Staunton, Jan. 17 -- Many Russian Orthodox were upset that Murmansk Governor Andrey Chibis took part in a Saami ritual on January 7; but in fact he is only the latest Russian governor to take part in celebrations by shamans of traditional faiths in Russia, Andrey Melnikov points out.
But the high-profile nature of Chibis’ action and the coincidence that it was on Russian Christmas has sparked a debate as to whether such gubernatorial moves are only pandering to a constituency of a trend toward cultivating “magical patriotism” in wartime, the editor of NG-Religii says (ng.ru/ng_religii/2023-01-17/9_543_shamanism.html).
Roman Shizhensky, a specialist on religions at the Baltic Federal University in Kaliningrad, says that “interest in shamanism and other traditional faiths of numerically small indigenous peoples has ‘become fashionable,’” repeating a pattern when during difficult times, some are inclined to turn to non-traditional faiths for inspiration and guidance.
Roman Lunkin, a religious affairs specialist at Moscow’s Institute of Europe, says that when a governor gets involved with such religious groups, he can build his authority in ways that don’t bring him into conflict with the federal government’s “Orthodox agenda” and may even serve Moscow’s interests as well.
He adds that “in the course of a military conflict, it is natural for people to appeal to the most varied spiritual powers and that doing so is thus patriotic.
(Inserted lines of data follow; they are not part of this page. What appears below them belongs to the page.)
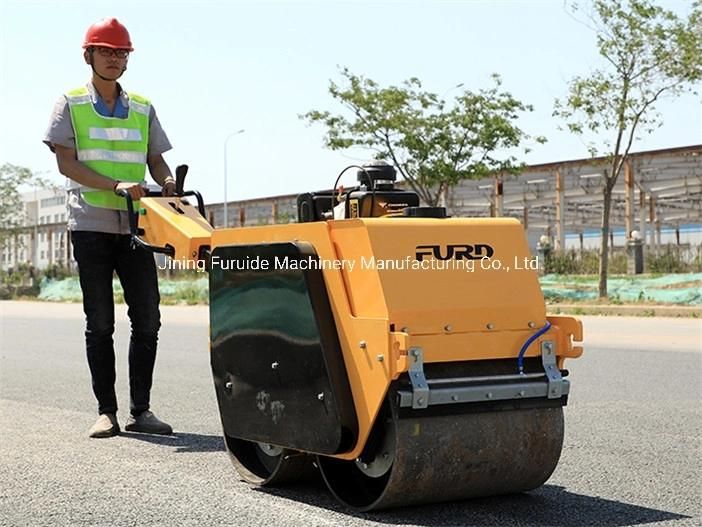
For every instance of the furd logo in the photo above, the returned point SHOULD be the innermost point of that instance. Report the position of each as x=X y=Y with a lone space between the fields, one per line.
x=477 y=251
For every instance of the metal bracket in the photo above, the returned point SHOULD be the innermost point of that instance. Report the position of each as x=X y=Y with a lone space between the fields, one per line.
x=420 y=388
x=553 y=374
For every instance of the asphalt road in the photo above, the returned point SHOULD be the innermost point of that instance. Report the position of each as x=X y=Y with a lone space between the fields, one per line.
x=632 y=451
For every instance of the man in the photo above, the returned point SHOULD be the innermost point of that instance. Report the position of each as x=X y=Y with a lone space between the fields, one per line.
x=104 y=138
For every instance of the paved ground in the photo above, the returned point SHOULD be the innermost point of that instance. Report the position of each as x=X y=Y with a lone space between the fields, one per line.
x=632 y=451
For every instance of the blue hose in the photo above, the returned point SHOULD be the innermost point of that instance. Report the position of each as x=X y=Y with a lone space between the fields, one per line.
x=520 y=358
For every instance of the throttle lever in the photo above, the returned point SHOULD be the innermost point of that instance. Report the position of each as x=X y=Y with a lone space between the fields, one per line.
x=181 y=172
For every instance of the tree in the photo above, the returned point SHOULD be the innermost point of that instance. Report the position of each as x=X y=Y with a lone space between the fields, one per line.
x=433 y=146
x=12 y=213
x=649 y=53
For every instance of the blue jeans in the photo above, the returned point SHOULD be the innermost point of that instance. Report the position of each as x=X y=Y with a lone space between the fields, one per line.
x=99 y=255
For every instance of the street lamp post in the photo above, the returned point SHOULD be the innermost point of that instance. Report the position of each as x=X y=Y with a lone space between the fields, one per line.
x=226 y=143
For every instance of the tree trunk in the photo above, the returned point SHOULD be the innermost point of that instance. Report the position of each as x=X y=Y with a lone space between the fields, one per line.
x=604 y=246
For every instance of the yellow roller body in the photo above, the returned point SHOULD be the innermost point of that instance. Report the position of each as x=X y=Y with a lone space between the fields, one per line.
x=459 y=289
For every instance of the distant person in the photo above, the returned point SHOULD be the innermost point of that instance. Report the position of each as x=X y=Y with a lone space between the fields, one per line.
x=104 y=138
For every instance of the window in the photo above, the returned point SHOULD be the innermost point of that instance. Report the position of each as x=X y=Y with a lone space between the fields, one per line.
x=52 y=202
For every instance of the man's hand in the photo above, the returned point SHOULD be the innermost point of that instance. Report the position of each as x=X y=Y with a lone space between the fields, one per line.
x=135 y=190
x=168 y=188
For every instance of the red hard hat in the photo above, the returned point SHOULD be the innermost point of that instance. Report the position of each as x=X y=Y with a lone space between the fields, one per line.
x=108 y=33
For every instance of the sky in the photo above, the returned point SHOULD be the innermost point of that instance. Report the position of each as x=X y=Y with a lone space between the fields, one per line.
x=212 y=68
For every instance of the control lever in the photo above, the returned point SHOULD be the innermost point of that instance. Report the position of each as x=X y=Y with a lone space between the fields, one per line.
x=181 y=172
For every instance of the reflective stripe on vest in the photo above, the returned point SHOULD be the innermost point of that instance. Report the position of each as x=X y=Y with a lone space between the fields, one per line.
x=113 y=147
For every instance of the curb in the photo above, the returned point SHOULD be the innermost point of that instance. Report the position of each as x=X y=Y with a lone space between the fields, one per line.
x=625 y=310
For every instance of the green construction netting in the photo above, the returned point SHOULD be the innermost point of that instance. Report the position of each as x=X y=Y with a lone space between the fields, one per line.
x=672 y=288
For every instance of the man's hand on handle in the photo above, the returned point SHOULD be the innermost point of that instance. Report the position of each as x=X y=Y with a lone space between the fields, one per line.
x=135 y=190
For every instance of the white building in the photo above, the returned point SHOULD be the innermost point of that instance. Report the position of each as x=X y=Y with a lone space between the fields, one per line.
x=43 y=240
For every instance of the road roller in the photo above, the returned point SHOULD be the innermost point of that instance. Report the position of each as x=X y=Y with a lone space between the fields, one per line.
x=405 y=355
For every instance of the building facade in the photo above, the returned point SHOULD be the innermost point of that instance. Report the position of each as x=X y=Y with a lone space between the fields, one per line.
x=659 y=195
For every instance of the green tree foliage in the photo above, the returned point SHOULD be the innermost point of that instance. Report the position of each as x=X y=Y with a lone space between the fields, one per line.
x=12 y=213
x=433 y=145
x=649 y=53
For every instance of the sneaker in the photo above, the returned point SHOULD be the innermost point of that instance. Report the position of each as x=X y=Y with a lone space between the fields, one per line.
x=105 y=426
x=147 y=423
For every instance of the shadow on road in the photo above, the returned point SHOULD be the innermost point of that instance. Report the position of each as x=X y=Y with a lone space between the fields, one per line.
x=549 y=506
x=182 y=442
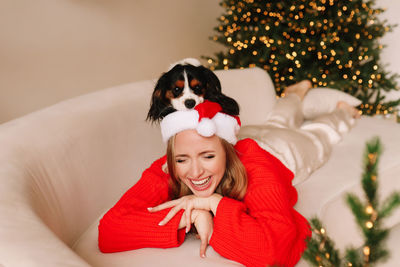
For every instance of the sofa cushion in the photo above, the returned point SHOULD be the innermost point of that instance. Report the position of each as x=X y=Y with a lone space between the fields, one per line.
x=252 y=89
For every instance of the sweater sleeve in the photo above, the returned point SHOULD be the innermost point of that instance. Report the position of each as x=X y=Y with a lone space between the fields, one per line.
x=264 y=229
x=129 y=225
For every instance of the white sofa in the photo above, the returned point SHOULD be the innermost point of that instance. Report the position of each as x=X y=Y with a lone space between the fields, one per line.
x=62 y=167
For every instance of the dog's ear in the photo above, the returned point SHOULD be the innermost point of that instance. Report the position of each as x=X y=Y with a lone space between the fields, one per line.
x=158 y=105
x=213 y=83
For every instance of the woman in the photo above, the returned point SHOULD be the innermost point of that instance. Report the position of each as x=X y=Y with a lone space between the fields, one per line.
x=238 y=196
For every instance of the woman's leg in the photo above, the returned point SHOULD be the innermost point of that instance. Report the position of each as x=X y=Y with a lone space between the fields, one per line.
x=287 y=112
x=301 y=147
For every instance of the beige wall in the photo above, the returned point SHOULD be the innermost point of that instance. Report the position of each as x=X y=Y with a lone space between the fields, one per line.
x=52 y=50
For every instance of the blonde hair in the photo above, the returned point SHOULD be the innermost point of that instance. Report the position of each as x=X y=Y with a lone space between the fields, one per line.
x=233 y=183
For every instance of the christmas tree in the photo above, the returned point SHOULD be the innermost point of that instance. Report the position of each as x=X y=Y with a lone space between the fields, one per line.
x=330 y=42
x=369 y=215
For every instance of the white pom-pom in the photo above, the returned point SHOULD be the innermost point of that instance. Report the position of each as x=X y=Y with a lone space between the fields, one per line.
x=206 y=127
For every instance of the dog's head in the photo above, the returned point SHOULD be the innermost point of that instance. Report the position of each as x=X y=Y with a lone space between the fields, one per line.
x=183 y=87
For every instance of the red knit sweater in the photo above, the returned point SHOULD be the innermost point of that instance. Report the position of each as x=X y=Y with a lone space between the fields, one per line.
x=263 y=229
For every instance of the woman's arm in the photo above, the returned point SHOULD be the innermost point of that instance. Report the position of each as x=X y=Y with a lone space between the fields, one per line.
x=129 y=225
x=264 y=229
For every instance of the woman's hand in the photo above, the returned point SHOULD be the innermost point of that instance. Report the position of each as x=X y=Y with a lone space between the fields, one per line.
x=204 y=225
x=188 y=203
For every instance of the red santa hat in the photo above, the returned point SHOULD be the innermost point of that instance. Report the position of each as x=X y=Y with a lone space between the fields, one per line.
x=206 y=118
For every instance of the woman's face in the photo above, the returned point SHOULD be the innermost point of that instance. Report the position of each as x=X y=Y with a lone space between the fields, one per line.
x=200 y=161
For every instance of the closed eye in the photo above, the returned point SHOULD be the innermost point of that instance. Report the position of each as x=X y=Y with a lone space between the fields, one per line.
x=179 y=160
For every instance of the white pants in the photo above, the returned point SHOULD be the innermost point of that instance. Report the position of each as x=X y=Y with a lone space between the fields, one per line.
x=302 y=146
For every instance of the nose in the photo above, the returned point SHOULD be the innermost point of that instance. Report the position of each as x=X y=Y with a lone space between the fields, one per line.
x=189 y=103
x=196 y=170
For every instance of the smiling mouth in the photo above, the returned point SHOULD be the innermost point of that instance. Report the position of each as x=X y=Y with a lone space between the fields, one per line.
x=201 y=184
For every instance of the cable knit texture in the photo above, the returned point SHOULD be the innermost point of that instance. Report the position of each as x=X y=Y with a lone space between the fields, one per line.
x=262 y=230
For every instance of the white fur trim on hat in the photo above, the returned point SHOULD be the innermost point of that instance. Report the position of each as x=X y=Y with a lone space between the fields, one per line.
x=222 y=125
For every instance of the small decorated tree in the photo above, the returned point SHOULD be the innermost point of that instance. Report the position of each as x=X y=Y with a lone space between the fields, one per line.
x=330 y=42
x=369 y=215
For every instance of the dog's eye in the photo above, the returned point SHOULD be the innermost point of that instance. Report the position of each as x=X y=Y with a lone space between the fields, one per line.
x=176 y=91
x=197 y=89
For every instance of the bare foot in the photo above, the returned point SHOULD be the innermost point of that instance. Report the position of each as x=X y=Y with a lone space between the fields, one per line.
x=349 y=109
x=300 y=88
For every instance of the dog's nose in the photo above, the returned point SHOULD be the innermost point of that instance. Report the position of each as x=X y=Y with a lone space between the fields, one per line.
x=189 y=103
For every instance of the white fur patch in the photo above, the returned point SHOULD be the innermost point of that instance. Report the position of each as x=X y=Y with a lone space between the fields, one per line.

Local national traditions, including paganism and shamanism and not only major religions like Christianity and Islam can serve as a base of support for the authorities during times of crisis.”
But Shizhensky for his part says that only after the current military conflict is over will it be possible to see whether governors will continue to engage in such activities and involve themselves in syncretic developments or instead will stop doing so because they will fear offending the Orthodox majority and the fundamentally Orthodox nature of Russian power.